Assumptions on the random error in a linear regression model

878 Views Asked by At

I came across the following points for the random error term $e$ in simple linear
regression model ( $Y = A + B*X + e$ )
I am not sure which one of them are true :

  1. The expected value of $e$ is zero
  2. The variance of $e$ is the same for all values of the independent variable $X$
  3. The error term is normally distributed
  4. The values of the error term are independent of one another

My Thoughts
On some posts, I have seen that the error term is supposed to be normally distributed
and the expected value of $e$ is zero and then some definitions don't mention anything about
normal distribution. So I am a bit confused there. Also want to know the opinion on
other points
2

There are 2 best solutions below

0
On

You'll see hypothesis coming and going in different definitions because authors will bring them up depending on context and what exactly they are trying to show you. For example, if you're studying ordinary least squares, you don't need to assume (2.) nor normality of the error term to prove unbiasidness of the estimator. It is sufficient to assume (1.) and (4.). If, on the other hand, you want to also prove efficiency (Gauss-Markov theorem), you need to also assume (2.). Note that the normality assumption isn't required for either unbiasidness nor efficiency, that's the reason it's so common to see it being omitted. When people require normality then? well, when they want to do inference (for example: hypothesis testing). it's very hard to make strong inference without knowing the distribution of the error term. Since normality has some neat properties and is very easy to account for, people often go for it.

0
On

Basically, any of these assumptions can be relaxed or corrected.

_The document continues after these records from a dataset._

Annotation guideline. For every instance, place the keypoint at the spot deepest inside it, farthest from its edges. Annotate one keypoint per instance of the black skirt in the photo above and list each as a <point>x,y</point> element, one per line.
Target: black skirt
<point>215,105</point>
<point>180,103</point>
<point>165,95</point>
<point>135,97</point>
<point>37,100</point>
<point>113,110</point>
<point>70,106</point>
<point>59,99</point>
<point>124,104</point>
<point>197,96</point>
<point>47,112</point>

  1. If $E[e] = a$, where $a\neq 0$, then you can absorb $a$ into the intercept to get $E[e]=0$.
  2. Non-constant variance can be corrected using the weighted least squares instead of the ordinary least squares.
  3. Normal distribution is essential only for statistical inference in small samples that is based on normal assumptions.
  4. Independent error terms - for the OLS it is suffice if the errors merely uncorrelated, and if the normality assumption holds, then the independence stems from zero correlation. Otherwise, you can correct it using generalized least squares.

To sum it up, the exact set of assumptions are context related. Usually, in introductory statistics, it is assumed that $e_1,...,e_n$ are i.i.d $N(0, \sigma^2)$, namely all four points are true. While in introductory Econometrics textbooks, it is usually required only that $e_i$ are uncorrelated, with zero mean and constant finite variance, namely, $1$, $2$, and sort-of $4$.